Participate in outreach efforts to potential members, including interfaith and converts.
Help create a community that is welcoming and embracing of all households.
Provide pastoral services and support to congregation members and their families through life cycle events.
Officiate at life cycle events
Reach out to members in need (such as: becoming sick, facing a sudden crisis- emotional or financial, loss of a job, etc… etc…).
Qualifications – What will make you stand out as our Rabbi:
Ordination from a recognized rabbinical school.
Demonstrated leadership ability which include (but not limited to):
Radiate Enthusiasm and ability to convey such to members and potential members of the congregation.
Passionate about Jewish traditions, history and the Land of Israel.
Passionate to the tasks, the Synagogue and its unique history.
Ability to create new initiatives compatible with the unique history and traditions of Kesher Israel and ability to follow up.
Be a Roll-Model specially to youngsters.
Ability to work with lay persons
Excellent communication ability and skills on daily day activities and when delivering Shabbat sermons
Commitment to Jewish traditional values in accordance with generally accepted Conservative Synagogues rituals (rather than Reform Synagogues). This include Kashrut practices in any of the Synagogue events. However, the Candidate shall be flexible enough to allow gradual modification/s in practices that are within the spirit of Jewish traditions.
Ability to speak, read and understand Hebrew texts – including Biblical, Rabbinical and contemporary texts.
Comfortable leading diverse congregations.
Ability to lead services acting as Sh’alich Tzibur, including ability to read Torah from the scroll and chanting Haftarah.
Is personable, charismatic, relationship driven, comfortable with diverse congregation and approachable.
Interactive with the community at large (Jewish and non-Jewish).
About Congregation Kesher Israel
Congregation Kesher Israel is located at 412 Lombard Street, in the Society Hill section of center city Philadelphia. The original building was constructed in the late 1700’s and housed the first Universalist Church in the United States. In the late 1880’s Congregation Kesher Israel was formed as the result of the merger of three congregations. Since its inception Kesher has been located at the Lombard Street location. It is the oldest synagogue in Philadelphia that has been in the same location since its inception and is probably the second oldest congregation in the Delaware Valley.
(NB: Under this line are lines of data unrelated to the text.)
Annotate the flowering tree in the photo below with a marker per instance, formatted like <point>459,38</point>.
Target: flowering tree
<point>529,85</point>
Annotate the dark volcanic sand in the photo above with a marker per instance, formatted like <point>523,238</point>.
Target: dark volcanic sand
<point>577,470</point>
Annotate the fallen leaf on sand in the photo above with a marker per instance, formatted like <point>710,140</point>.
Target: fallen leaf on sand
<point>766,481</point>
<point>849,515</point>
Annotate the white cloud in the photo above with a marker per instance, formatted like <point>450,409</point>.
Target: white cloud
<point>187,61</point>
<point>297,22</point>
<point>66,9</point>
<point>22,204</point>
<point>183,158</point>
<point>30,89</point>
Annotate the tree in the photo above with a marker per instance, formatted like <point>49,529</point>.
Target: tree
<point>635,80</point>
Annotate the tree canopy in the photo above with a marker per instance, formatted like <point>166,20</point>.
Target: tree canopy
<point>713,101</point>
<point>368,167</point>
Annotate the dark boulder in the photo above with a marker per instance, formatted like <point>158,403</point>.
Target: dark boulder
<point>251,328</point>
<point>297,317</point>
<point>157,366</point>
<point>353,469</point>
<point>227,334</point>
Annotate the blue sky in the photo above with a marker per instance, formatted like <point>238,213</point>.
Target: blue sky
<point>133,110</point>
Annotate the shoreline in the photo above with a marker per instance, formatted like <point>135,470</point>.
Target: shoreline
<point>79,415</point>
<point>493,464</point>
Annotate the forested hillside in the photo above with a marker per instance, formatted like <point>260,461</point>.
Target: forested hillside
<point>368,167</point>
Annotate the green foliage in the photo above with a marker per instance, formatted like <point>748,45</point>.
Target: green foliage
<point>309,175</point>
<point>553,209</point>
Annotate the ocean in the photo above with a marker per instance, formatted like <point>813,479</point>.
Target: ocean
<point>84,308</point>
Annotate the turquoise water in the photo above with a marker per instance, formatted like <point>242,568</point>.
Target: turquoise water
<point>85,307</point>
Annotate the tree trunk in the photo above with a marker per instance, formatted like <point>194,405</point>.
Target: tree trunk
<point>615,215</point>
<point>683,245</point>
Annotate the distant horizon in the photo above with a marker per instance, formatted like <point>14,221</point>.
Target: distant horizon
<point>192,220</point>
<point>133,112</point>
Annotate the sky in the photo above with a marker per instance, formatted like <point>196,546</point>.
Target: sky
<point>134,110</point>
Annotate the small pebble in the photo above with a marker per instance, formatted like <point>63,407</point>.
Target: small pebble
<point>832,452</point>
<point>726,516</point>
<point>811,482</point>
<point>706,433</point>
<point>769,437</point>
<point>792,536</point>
Kesher Israel was the centerpiece of Zionism in Philadelphia in the early 1900’s. Clearly this was one of the highpoints of the congregation’s history. In the early 1900’s the great migration of Eastern European Jews settled in the immediate vicinity of Kesher Israel. Within a ten block section of Philadelphia there were dozens of synagogues in the early 1900’s. Today, there are only three. After World War II a large exodus of Jewish families occurred in this section of Philadelphia. Almost all of the shuls closed, the Jewish commercial district immediately adjacent to Kesher Israel was abandoned, and the neighborhood can best be described as poor and desolate. The congregation was keeping the doors open by the shear will of an extremely small group of families. Interestingly the daily minyan continued without interruption.
Commencing in the mid 1970’s the slow rebirth of center city Philadelphia started. Over the course of the next thirty years the congregation slowly rebuilt itself and the two hundred year old building was slowly repaired and restored. Today, center city Philadelphia is a vibrant downtown and Kesher Israel enjoys the fruits of this resurgence.
Kesher Israel can best be described as having several distinct parts. First, it has a small but active daily morning minyan. Second, it has a thriving Shabbat service. Third, we have an active Hebrew school, and lastly we have a large pre-school.
The current membership of the synagogue is approximately two hundred families. We expect to have approximately fifteen bnai mitzvah in the next two years. There are approximately twenty five children enrolled in the Hebrew school and the pre-school has an enrollment of ninety-five two to five year olds.
While the congregation was originally chartered as an orthodox synagogue, today it can best be described as an egalitarian shul with many traditional elements. The Shabbat prayer book is, “Siddur sim Shalom” and the weekday prayer book is Ha-Siddur Ha-Shalom.